In a 2017 report from the Project Management Institute (PMI), 14 percent of all IT projects fail. However, this metric only tells part of the story. Of the projects that didn’t fail outright, 49% were late, 43% exceeded their initial budget, and 31% didn’t meet their goals.
According to PMI, there are six factors that must be met for a project to be deemed successful:
- It is delivered on time
- It is delivered on budget
- People use it
- The stakeholders are happy with the solution
- All goals are met
Here are the three most common pitfalls we’ve identified and how to avoid them:
1) Unclear Project Objectives
It is a problem as old as time – an organization has identified a pain point and begun efforts to formulate a solution. The truth is, many companies embark upon more initiatives than they should. This causes projects to suffer on the front end when all of the dependencies and goals are determined. Without a clear backlog of goals and their respective priority, a project is doomed from the start.
The solution: It is the role of the executive team or project sponsors to determine the organization’s long-term goals and the strategy for reaching those goals. It is important that these goals are clearly defined so that the project may be aligned with these goals. A good practice is to rank project priorities so that the solution can reflect these values.
2) Lack of buy-in from end-users
You’re fed up with your current ERP system.
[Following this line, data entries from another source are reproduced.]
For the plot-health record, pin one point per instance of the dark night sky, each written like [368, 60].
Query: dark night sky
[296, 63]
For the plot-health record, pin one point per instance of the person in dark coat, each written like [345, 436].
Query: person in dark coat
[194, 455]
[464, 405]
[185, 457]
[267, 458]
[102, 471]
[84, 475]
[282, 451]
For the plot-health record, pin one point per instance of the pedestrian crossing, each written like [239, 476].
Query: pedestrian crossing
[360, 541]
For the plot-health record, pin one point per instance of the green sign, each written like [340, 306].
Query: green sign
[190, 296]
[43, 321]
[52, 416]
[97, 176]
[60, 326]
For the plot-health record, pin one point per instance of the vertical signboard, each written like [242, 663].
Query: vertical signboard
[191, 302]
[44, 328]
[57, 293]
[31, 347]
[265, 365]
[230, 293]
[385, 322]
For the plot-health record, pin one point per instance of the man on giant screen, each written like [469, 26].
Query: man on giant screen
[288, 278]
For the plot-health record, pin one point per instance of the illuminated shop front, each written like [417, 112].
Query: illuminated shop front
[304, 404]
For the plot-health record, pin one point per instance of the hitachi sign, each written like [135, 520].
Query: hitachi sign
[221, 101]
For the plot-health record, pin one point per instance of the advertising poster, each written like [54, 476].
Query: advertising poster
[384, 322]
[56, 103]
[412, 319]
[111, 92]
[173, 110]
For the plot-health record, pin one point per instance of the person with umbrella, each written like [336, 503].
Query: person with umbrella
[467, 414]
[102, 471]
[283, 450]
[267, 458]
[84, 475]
It is buggy, it’s old, and it doesn’t integrate with your shiny new Google for Business suite of products. You determine that it’s time for a change. That’s just fine; most initiatives are birthed from the mind of an executive. The problem only arises when the end users lack the input for this new system. When management fails to include end-users in the planning phases those users will naturally lack buy-in.
The solution: Establish a core group of end-user representatives that can echo the sentiments of the entire group. This will accomplish two things; it will solve the issue of buy-in as well as the added benefit of identifying features that management may have overlooked.
It is important that an organization do more than its due diligence to identify as many risks as possible.
3) Unexpected Risk
Risk can rear its ugly head in a variety of ways. Let’s use a software implementation project as an example; given the intangible nature and uniqueness of software, it is inherently difficult to estimate and create a schedule. In software projects, we tend to see requirements inflation. These requirement inflations typically consist of features that were not identified at the beginning of the project – this has the potential to threaten timelines and estimates. It is a fact of IT that you can never identify all of the risks at the onset of a project. So what is there to do?
The solution: Obviously, it is important that an organization do more than its due diligence to identify as many risks as can be foreseen. For all of the other problems that will inevitably show up, it is important that unforeseen risk is built into schedules and estimations. This “wiggle room” when scheduling and estimating will alleviate most if not all unforeseen risk.